Juli Carson is Associate Professor in the Studio Art Department at UCI where she teaches Critical and Curatorial Practice in Contemporary Art and directs the University Art Gallery. She is also editor of Exile of the Imaginary: Politics, Aesthetics, Love (Koeln: Walter Koenig Press, 2008). Her forthcoming book, The Conceptual Unconscious, will be published by Les Figues Press.

Footnotes
  1. Roland Barthes, A Lover’s Discourse: Fragments, (New York: Hill and Wang, 1992), 211.
  2. Guy Debord, “Report on The Construction of Situations and on the International Situationist Tendency’s Conditions ofOrganization and Action” (June 1957), Ken Knabb, ed., Situationist International Anthology (Berkeley: Bureau of Public Secrets, 1981), 17-25.
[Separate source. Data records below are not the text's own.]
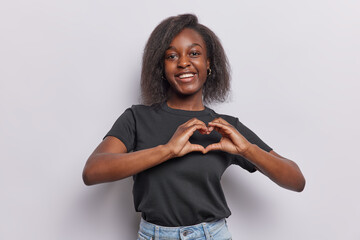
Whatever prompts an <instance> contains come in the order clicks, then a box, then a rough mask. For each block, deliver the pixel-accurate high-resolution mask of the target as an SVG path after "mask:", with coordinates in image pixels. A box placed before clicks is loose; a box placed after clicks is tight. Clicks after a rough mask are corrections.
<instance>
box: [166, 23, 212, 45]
mask: <svg viewBox="0 0 360 240" xmlns="http://www.w3.org/2000/svg"><path fill="white" fill-rule="evenodd" d="M194 44H197V45H200V46H201V47H202V48H204V49H205V48H206V44H205V42H204V39H203V38H202V36H201V35H200V34H199V33H198V32H197V31H195V30H193V29H191V28H185V29H184V30H182V31H181V32H180V33H179V34H178V35H176V36H175V37H174V39H173V40H172V41H171V43H170V46H169V47H176V46H184V47H186V46H191V45H194Z"/></svg>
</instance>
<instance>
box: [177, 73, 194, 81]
mask: <svg viewBox="0 0 360 240" xmlns="http://www.w3.org/2000/svg"><path fill="white" fill-rule="evenodd" d="M195 75H196V73H191V72H187V73H179V74H176V75H175V77H176V78H177V79H178V80H179V81H181V82H191V81H192V80H193V79H194V77H195Z"/></svg>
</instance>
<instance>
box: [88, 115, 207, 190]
mask: <svg viewBox="0 0 360 240" xmlns="http://www.w3.org/2000/svg"><path fill="white" fill-rule="evenodd" d="M196 130H199V132H200V133H202V134H209V132H208V129H207V127H206V125H205V123H204V122H202V121H200V120H198V119H196V118H194V119H191V120H189V121H187V122H186V123H184V124H182V125H180V126H179V127H178V129H177V130H176V132H175V133H174V135H173V136H172V138H171V139H170V140H169V142H168V143H167V144H165V145H158V146H156V147H154V148H149V149H144V150H140V151H136V152H130V153H127V149H126V147H125V145H124V143H123V142H122V141H120V140H119V139H117V138H115V137H111V136H109V137H106V138H105V139H104V140H103V141H102V142H101V143H100V145H99V146H98V147H97V148H96V149H95V151H94V152H93V153H92V154H91V155H90V157H89V159H88V160H87V162H86V165H85V167H84V170H83V180H84V183H85V184H86V185H93V184H97V183H103V182H111V181H116V180H120V179H123V178H126V177H129V176H132V175H134V174H137V173H139V172H141V171H144V170H146V169H148V168H151V167H154V166H156V165H158V164H160V163H162V162H165V161H167V160H169V159H171V158H174V157H180V156H183V155H185V154H187V153H189V152H192V151H201V152H203V151H204V150H205V149H204V147H203V146H201V145H197V144H191V143H190V142H189V138H190V137H191V135H192V134H193V133H194V132H195V131H196Z"/></svg>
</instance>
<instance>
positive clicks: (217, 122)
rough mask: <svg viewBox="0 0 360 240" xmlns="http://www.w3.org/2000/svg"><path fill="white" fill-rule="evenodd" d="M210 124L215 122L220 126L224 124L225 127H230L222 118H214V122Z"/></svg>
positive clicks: (227, 123) (219, 117)
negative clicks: (219, 123)
mask: <svg viewBox="0 0 360 240" xmlns="http://www.w3.org/2000/svg"><path fill="white" fill-rule="evenodd" d="M211 122H217V123H222V124H226V125H231V124H230V123H228V122H227V121H226V120H224V119H223V118H220V117H219V118H215V119H214V120H212V121H211Z"/></svg>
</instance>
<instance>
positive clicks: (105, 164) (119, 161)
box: [83, 145, 172, 185]
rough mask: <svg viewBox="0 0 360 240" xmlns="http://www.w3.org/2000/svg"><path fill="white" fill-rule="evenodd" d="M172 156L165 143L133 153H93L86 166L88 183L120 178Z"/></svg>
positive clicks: (132, 152) (171, 154) (144, 169)
mask: <svg viewBox="0 0 360 240" xmlns="http://www.w3.org/2000/svg"><path fill="white" fill-rule="evenodd" d="M170 158H172V154H171V151H170V150H169V149H168V148H167V147H166V146H165V145H159V146H157V147H154V148H149V149H144V150H140V151H136V152H131V153H93V154H92V155H91V156H90V157H89V159H88V161H87V163H86V165H85V168H84V171H83V180H84V183H85V184H86V185H93V184H98V183H103V182H112V181H116V180H120V179H123V178H126V177H129V176H132V175H134V174H137V173H139V172H141V171H144V170H146V169H148V168H151V167H153V166H156V165H158V164H160V163H162V162H164V161H166V160H168V159H170Z"/></svg>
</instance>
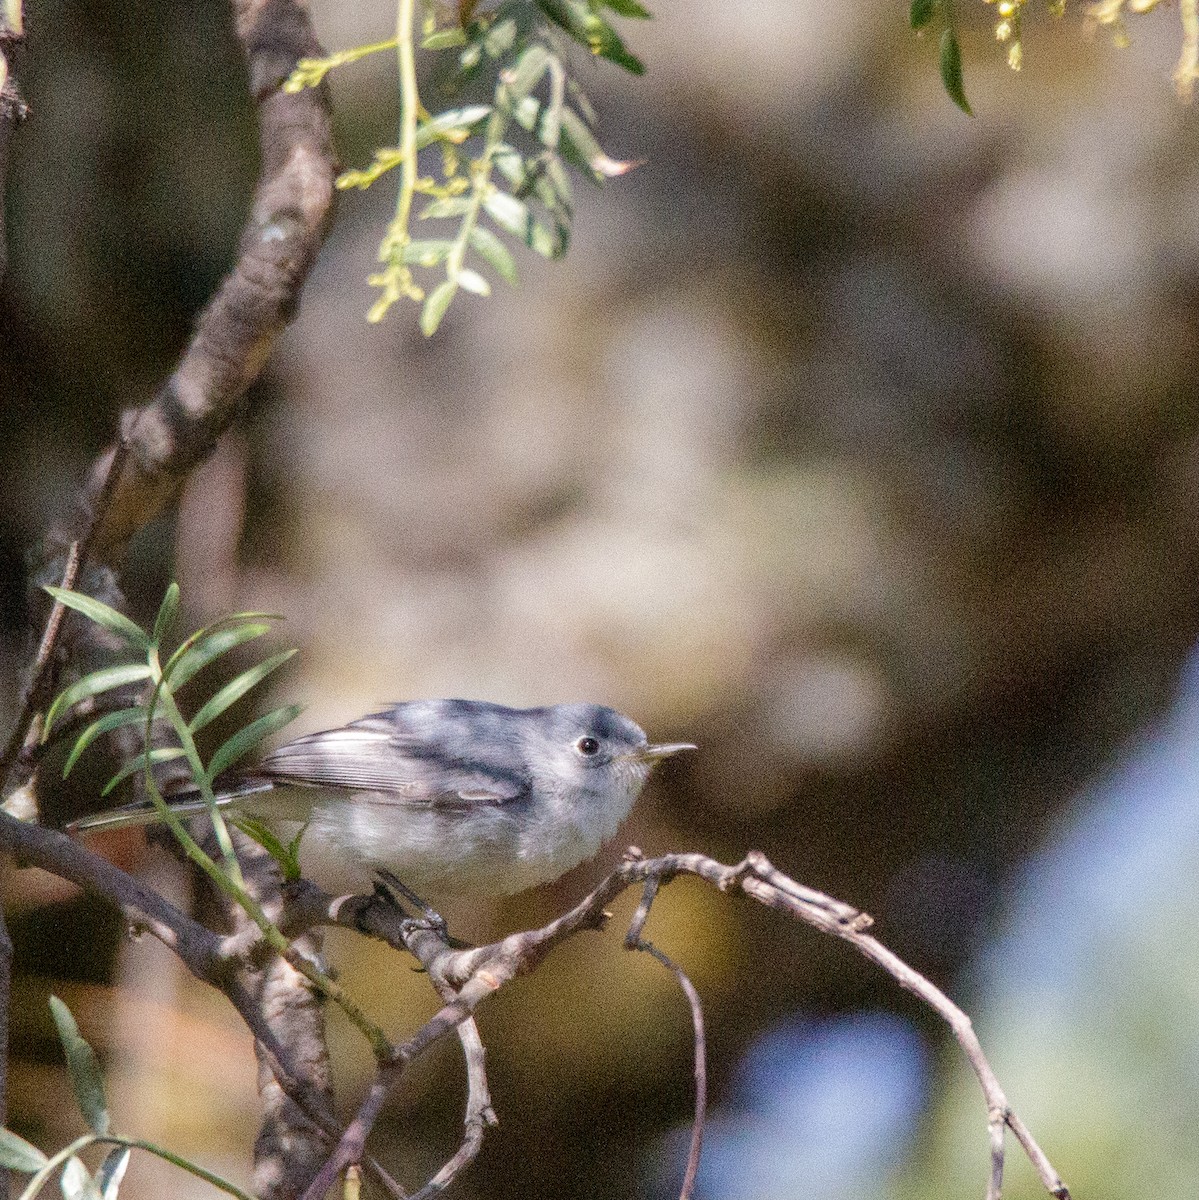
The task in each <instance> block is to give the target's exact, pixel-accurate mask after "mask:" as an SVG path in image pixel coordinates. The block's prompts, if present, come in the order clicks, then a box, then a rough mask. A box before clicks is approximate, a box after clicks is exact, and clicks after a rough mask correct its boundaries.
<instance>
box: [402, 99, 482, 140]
mask: <svg viewBox="0 0 1199 1200" xmlns="http://www.w3.org/2000/svg"><path fill="white" fill-rule="evenodd" d="M491 112H492V109H491V104H469V106H468V107H466V108H450V109H446V112H444V113H438V114H437V116H433V118H430V119H428V120H427V121H422V122H421V124H420V125H418V126H416V149H418V150H422V149H424V148H425V146H427V145H431V144H432V143H433V142H436V140H437V138H439V137H444V136H445V134H446V133H454V132H458V133H463V134H469V131H470V130H472V128H474V126H475V125H479V124H480V122H481V121H485V120H486V119H487V118H488V116H491ZM460 140H464V138H461V139H460Z"/></svg>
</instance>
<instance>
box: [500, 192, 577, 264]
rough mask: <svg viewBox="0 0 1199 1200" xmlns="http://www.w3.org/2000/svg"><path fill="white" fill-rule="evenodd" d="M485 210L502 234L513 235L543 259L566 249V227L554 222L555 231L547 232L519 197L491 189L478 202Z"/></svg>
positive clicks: (552, 256) (561, 253)
mask: <svg viewBox="0 0 1199 1200" xmlns="http://www.w3.org/2000/svg"><path fill="white" fill-rule="evenodd" d="M482 206H484V208H485V209H486V210H487V216H490V217H491V220H492V221H494V222H496V224H498V226H499V228H500V229H503V230H504V232H505V233H510V234H511V235H512V236H514V238H520V240H521V241H523V242H524V245H526V246H528V247H529V248H532V250H535V251H536V252H538V253H539V254H541V256H542V257H544V258H560V257H562V254H563V253H564V252H565V248H566V239H568V230H566V227H565V226H564V224H563V223H562V222H558V223H557V224H556V227H554V228H556V233H551V232H550V230H548V229H547V228H546V227H545V226H544V224H541V222H540V221H538V220H536V218H535V217H534V216H533V214H532V212H529V208H528V205H527V204H526V203H524V202H523V200H518V199H516V197H515V196H509V194H508V193H506V192H500V191H494V192H491V193H488V194H487V197H486V198H485V199H484V202H482Z"/></svg>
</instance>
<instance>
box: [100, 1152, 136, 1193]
mask: <svg viewBox="0 0 1199 1200" xmlns="http://www.w3.org/2000/svg"><path fill="white" fill-rule="evenodd" d="M131 1153H132V1151H131V1150H130V1147H128V1146H116V1147H115V1148H113V1150H112V1151H110V1152H109V1153H108V1154H107V1156H106V1157H104V1160H103V1162H102V1163H101V1164H100V1170H98V1171H96V1187H97V1188H100V1196H101V1200H116V1194H118V1192H119V1190H120V1187H121V1181H122V1180H124V1178H125V1171H126V1170H127V1169H128V1165H130V1156H131Z"/></svg>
  3. Text available on line at http://www.ubu.com/papers/buren_beware.html
  4. Jacques Lacan, The Four Fundamental Concepts of Psychoanalysis (The Seminar of Jacques Lacan, Book 11), (New York: W.W. Norton & Company, 1978), 103.
  5. Aesthetics and Politics, Fredric Jameson, ed. (New York: Verso, 1996), 203.
  6. Scholars and critics today commonly define the punctum as a visual detail within an image that disturbs the viewer However, in part two of Camera Lucida, Barthes qualifies that, in fact, the punctum is not a visual detail but a temporal crisis afforded by photography’s indexical nature. See my “On Critics, Sublimation and the Drive: The Photographic Paradoxes of the Subject,” Art: Sublimation or Symptom,ed. Parveen Adams (New York: The Other Press, 2003).
  7. There is no specific translation for “Bruehlzentrum.” Bruehl is the name of the building’s street with no further meaning. Zentrum literally means “center”.
  8. Jacques Lacan, “The Mirror Stage as Formative of the I Function,” in Ecrits, trans. Bruce Fink (New York: W.W. Norton & Company, 2002), 6.
  9. With alarming frequency I have had to explain what a film negative is to undergraduate art students who have never seen nor held an analog camera. Without this explanation, many students can’t articulate why their iPhone cameras make a particular sound (the digital simulation of an analog shutter) when they take pictures.